5.    Bitte um Übermittlung der Messwerte (alle seit der Einführung bis zur letzten Messung) entlang aller Tempo-100 Strecken betreffend den Ausstoß von NOx, Feinstaub und CO2, aufgeschlüsselt je Bundesland.

6.    Bitte um Übermittlung der Messwerte (alle seit der Einführung bis zur letzten Messung) entlang aller Tempo-140 Strecken betreffend den Ausstoß von NOx, Feinstaub und CO2, aufgeschlüsselt je Bundesland.

7.    Auf welchen Autobahnabschnitten folgt eine Tempo-140 Teststrecke auf eine Tempo-100 Strecke und umgekehrt?

8.    Bei allen Autobahnabschnitten, wo dies der Fall ist (Tempo-140 Teststrecke folgt Tempo-100 Strecke oder umgekehrt): Haben sich die Messwerte auf den Tempo-100 Teststrecken bzgl. NOx, Feinstaub und CO2 verschlechtert? Bitte um Übermittlung aller Messwerte geordnet nach Bundesländern.

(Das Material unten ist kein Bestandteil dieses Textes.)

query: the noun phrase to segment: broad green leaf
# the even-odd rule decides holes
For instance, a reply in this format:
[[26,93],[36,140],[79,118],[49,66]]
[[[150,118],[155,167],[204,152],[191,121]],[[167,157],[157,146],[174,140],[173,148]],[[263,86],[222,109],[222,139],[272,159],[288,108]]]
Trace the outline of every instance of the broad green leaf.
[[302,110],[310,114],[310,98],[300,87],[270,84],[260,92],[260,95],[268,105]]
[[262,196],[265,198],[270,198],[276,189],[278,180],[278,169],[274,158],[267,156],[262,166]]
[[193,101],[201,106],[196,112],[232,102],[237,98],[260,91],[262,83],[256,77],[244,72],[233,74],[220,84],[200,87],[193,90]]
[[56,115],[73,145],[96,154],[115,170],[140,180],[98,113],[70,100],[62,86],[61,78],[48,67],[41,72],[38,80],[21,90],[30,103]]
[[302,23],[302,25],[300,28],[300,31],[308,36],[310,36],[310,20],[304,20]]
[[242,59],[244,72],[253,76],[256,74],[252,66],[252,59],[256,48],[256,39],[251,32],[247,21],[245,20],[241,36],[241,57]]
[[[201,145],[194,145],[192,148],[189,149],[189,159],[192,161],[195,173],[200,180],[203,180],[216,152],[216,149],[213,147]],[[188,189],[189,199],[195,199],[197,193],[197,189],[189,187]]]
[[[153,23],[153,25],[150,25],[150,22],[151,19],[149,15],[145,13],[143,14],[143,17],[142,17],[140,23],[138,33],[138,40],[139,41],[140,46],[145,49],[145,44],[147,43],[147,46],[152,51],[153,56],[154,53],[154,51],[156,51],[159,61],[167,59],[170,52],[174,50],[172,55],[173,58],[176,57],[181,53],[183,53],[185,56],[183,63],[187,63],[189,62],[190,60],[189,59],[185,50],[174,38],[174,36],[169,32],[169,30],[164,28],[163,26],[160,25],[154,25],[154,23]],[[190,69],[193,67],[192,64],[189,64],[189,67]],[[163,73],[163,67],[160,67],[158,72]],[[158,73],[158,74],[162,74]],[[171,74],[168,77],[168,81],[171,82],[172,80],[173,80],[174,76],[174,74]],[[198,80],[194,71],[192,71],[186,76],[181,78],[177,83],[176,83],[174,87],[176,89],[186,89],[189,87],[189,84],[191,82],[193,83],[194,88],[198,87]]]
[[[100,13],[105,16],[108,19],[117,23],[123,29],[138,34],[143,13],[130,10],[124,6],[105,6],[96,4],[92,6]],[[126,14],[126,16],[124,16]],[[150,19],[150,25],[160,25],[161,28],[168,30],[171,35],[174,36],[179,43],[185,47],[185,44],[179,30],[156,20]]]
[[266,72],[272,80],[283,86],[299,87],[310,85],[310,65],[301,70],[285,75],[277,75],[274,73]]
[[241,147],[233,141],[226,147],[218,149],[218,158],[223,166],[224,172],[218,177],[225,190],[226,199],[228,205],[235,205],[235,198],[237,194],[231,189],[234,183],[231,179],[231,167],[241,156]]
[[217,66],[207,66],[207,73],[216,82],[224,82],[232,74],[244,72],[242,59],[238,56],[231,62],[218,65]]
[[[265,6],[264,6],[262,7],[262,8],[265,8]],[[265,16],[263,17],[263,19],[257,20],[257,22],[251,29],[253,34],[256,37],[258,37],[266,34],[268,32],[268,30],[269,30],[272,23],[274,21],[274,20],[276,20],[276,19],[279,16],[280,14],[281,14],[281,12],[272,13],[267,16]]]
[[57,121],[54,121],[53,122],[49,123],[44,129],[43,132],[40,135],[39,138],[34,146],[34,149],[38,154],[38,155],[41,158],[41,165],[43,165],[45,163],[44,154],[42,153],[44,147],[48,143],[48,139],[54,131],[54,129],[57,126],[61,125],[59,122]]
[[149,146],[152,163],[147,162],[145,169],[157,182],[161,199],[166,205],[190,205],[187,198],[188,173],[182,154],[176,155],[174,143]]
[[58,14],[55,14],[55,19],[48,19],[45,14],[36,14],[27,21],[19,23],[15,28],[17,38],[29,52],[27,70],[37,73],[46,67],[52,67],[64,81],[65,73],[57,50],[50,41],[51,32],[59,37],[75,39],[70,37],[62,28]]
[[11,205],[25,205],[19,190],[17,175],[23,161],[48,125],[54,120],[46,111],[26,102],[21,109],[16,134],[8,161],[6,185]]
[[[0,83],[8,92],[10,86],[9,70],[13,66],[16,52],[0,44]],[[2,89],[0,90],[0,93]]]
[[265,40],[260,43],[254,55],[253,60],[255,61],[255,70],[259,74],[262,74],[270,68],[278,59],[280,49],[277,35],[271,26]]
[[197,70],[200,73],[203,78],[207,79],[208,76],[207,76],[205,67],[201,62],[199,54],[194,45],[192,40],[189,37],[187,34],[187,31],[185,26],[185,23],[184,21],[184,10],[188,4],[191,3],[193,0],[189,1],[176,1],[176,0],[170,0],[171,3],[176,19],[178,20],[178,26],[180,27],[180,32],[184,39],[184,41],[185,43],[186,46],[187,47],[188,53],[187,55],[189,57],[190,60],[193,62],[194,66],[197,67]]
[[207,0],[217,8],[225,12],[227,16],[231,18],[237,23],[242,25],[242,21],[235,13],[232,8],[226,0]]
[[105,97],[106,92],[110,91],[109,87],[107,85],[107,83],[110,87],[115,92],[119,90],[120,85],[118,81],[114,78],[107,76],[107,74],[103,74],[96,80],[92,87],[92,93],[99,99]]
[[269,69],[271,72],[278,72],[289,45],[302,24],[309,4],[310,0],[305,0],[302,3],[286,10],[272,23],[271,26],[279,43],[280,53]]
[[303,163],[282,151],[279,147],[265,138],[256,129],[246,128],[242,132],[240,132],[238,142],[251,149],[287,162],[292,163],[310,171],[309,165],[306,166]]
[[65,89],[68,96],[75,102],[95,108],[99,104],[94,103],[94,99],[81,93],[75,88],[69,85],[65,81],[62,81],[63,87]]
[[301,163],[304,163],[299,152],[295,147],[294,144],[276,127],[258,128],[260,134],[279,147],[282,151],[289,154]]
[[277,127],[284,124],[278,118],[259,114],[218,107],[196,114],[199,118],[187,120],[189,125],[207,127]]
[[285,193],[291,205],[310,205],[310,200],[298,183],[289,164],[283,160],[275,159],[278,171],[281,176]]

9.    Haben Sie andere Vorschläge bzw. Maßnahmen in Planung, um die rechtlich verbindlichen Luftgütegrenzwerte einzuhalten?

a.    Wenn ja, welche?

b.    Wenn nein, wie wollen Sie sicherstellen, dass die Grenzwerte eingehalten werden?

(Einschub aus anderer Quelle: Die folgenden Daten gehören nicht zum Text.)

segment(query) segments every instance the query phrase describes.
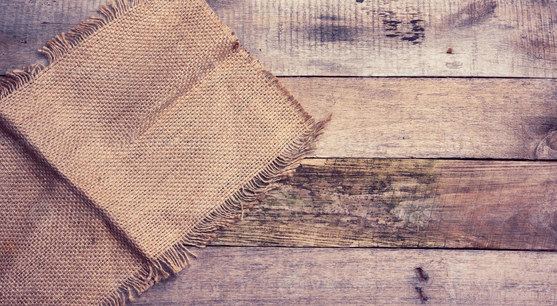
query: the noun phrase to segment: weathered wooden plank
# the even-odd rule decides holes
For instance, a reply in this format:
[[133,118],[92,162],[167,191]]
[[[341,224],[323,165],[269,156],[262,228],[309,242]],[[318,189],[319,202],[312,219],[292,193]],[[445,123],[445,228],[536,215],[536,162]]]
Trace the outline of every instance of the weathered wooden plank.
[[130,304],[419,305],[416,288],[428,304],[557,303],[553,252],[208,247],[198,253],[189,268]]
[[557,76],[553,1],[208,2],[276,75]]
[[557,159],[553,79],[281,78],[317,117],[313,156]]
[[[108,0],[0,3],[0,67],[41,60],[48,39]],[[209,0],[277,75],[557,76],[551,0]]]
[[308,159],[211,243],[557,249],[557,162]]
[[40,61],[37,50],[79,24],[109,0],[0,1],[0,74]]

10. Welche Vorschläge haben Sie, um die Belastungen von Gesundheit und Umwelt bedingt durch Emissionen und Schadstoffe zu minimieren?

11. Durch den Anstieg der Fahrgeschwindigkeit steigen Treibstoffverbrauch und Emissionen. Bei Elektroautos steigt bei höheren Geschwindigkeiten der Stromverbrauch. Wie wollen Sie daher mit Ihren Vorschlägen, die mehr Treibstoffverbrauch und Emissionen bzw. Stromverbrauch fördern, die Klimaziele erreichen?

12. Die geplante Ausnahme von Elektroautos bezüglich einzuhaltender Geschwindigkeitslimits birgt höhere Unfallgefahr durch sehr unterschiedliche Geschwindigkeiten und stört auch den Verkehrsfluss. Wie stehen Sie zu diesen von mehreren Expert_innen angemerkten Einwänden?

13. Bundesminister Norbert Hofer bringt immer wieder das Argument der Zeitersparnis. Bezugnehmend auf eine durchgeführte Studie des Umweltbundesamtes erspart sich ein_e Autofahrer_in bei einer Strecke von ca. 20km und einer Fahrgeschwindigkeit von 130km/h im Vergleich zu Tempo 100 rein rechnerisch lediglich 3 Minuten. Dieser Zeitgewinn fällt bei durchgeführten Messungen der tatsächlich gefahrenen Durchschnittsgeschwindigkeiten sogar noch geringer aus. Wie begründen Sie daher Ihren Vorschlag? Welche Auswirkungen hat die Fahrgeschwindigkeit von 130km/h auf einer Strecke von 20km im Vergleich zu Tempo 100 auf die Umwelt?